At first I thought she was teasing me, but then I realized Pauline would never joke like that. “The body? Down by the shore?”
“Oh no.” Pauline shook her head. “No. Dear me, Emma, from what you told me of it, I’ve seen much worse, and they had him all neatly covered up by the time the ambulance came, so I didn’t even see that. And Augie Brooks? It’s a sad thing, certainly, but anyone who knew him would have bet that he would have come to just this sort of end. Really, we were prepared for it after they found his motorboat without him in it. The man wasted every chance everyone, including God, ever gave him.” She looked at me. “You are bothered, though, aren’t you?”
I shrugged. “I guess I was wondering: Why here?”
Pauline laughed. “Well, why not here? They say if you stay in one place long enough, the entire world comes to your door, and if I’m lucky enough to have Fort Providence, then surely one drunken old fool should come as no surprise. Augie Brooks was never handy on the water; too nervous.” She s
ighed. “He must have been on quite a bender.”
“I couldn’t see everything,” I said hesitantly. The deputies had said it was an accident, but it looked worse than that to me. I couldn’t shake off the memory of those bruises. “But from what I could see, his face was…” I decided there was no point in finishing.
Pauline patted my arm. “I’m sorry you had to be the one, but the way I see it, better Augie should land here than downriver, on the public beach, for some poor tourist to find. This way we can take care of our own.”
“That’s what the officer said.” I watched the fair-weather clouds glide over the Point and realized that I needed to get to work.
Pauline nodded her approval. “That Dave Stannard’s the best kind of man. Not too pleased with his badge and his title, like some sheriffs we’ve had. Sensible, fair. And his wife’s a dear, one of the best cooks I’ve ever met.”
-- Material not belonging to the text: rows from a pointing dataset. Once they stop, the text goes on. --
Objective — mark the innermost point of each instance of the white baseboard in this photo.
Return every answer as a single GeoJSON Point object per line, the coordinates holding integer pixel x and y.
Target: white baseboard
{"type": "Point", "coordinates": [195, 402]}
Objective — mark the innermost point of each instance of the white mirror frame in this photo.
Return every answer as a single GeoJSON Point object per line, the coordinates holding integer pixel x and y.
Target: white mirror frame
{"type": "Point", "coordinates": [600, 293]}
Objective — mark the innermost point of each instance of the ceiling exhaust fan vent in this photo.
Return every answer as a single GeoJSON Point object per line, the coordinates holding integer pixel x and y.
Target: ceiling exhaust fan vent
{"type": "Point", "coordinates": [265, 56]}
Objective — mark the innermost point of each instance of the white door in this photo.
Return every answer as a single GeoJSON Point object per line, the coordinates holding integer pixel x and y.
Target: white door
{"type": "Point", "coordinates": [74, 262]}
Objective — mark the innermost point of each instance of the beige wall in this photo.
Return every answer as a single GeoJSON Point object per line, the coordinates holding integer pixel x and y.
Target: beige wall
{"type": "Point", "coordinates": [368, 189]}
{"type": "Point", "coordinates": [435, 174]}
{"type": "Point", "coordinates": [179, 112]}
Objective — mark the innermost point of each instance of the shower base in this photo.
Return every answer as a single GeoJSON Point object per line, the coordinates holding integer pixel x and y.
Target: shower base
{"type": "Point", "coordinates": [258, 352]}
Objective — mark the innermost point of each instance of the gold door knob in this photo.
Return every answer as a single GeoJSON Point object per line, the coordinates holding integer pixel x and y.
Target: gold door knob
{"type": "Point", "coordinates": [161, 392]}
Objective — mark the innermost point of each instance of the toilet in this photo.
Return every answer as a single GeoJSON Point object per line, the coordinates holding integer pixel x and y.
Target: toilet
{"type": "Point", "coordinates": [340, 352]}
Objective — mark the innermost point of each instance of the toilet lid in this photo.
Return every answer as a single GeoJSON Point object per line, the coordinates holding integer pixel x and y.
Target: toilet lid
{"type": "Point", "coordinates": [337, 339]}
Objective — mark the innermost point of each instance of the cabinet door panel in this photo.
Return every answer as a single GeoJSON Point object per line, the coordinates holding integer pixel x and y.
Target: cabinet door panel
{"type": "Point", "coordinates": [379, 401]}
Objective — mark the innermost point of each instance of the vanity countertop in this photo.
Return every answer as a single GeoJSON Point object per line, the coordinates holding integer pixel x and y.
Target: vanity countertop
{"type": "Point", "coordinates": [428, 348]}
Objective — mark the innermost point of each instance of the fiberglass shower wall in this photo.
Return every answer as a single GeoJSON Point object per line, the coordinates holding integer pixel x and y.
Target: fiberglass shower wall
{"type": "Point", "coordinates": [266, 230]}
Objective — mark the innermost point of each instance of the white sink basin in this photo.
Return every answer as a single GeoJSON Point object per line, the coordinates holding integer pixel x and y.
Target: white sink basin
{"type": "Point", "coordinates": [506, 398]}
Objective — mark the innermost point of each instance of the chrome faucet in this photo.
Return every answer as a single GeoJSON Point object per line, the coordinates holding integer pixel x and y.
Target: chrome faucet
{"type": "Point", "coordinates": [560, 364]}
It was my turn to laugh as I got off the swing. “And that’s got exactly what to do with his qualities as a cop?”
“Sheriff. Nothing, only it’s nice to see good people with good people every once in a while. Speaking of which, when will Brian be by for a visit?”
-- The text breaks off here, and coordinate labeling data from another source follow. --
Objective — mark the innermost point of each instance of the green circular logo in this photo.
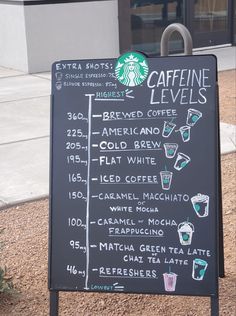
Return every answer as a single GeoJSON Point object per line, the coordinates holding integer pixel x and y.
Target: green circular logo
{"type": "Point", "coordinates": [131, 69]}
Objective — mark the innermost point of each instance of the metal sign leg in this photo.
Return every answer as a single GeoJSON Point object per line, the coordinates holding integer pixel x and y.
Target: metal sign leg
{"type": "Point", "coordinates": [214, 306]}
{"type": "Point", "coordinates": [54, 303]}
“I hope in a week or two. He’s pretty busy right now, something big’s happening at the lab, I guess.” That reminded me. “Oh, I wanted to give you the heads-up. I’ve got a visitor stopping by today, a sahib from the department, Dr. Tony Markham. So if you see anyone wandering around…”
Pauline nodded. “I’ll send him your way. As if anyone would mistake what’s happening down there for a polo match. I’ll be down later.” She reached out her hand for my mug, and I reluctantly gave it to her.
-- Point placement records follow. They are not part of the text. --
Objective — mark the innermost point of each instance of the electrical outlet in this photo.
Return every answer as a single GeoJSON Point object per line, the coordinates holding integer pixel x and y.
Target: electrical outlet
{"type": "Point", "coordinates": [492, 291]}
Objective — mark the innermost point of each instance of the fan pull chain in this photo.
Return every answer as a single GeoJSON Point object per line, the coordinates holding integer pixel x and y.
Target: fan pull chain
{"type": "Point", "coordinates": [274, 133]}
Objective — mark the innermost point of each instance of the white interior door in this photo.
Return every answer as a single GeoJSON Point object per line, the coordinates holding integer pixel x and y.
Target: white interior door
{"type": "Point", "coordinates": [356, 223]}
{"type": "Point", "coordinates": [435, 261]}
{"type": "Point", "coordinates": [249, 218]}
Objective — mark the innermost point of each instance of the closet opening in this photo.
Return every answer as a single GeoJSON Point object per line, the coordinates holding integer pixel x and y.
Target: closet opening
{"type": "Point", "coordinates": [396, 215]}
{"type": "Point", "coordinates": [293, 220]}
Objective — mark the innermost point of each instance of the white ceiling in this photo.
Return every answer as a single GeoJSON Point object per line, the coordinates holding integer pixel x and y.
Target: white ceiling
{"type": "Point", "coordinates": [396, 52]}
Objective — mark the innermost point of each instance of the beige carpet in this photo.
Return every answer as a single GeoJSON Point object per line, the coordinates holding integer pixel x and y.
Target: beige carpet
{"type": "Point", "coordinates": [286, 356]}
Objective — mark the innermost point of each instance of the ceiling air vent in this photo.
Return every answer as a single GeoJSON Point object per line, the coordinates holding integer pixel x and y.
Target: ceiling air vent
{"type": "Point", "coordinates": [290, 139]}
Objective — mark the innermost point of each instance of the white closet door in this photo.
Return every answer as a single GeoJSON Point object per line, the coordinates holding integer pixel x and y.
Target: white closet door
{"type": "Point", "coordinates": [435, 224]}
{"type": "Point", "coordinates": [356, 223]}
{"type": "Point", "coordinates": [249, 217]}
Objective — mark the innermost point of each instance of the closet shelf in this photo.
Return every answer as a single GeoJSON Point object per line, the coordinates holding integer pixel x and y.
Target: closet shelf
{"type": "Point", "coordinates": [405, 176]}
I stood watching Meg and chewing my lip. Pauline gave me a gentle push in the small of the back.
“Go on. No more brooding over Augie. Go find my fort.”
On the scrubby lawn below the house and toward the river was The Site. My site. Even though I had visited a thousand times as a kid, it was now mine eternally, because I had put spade to earth there. All my history in the house, and all that history waiting for me under the lawn—it made me dizzy to think about it.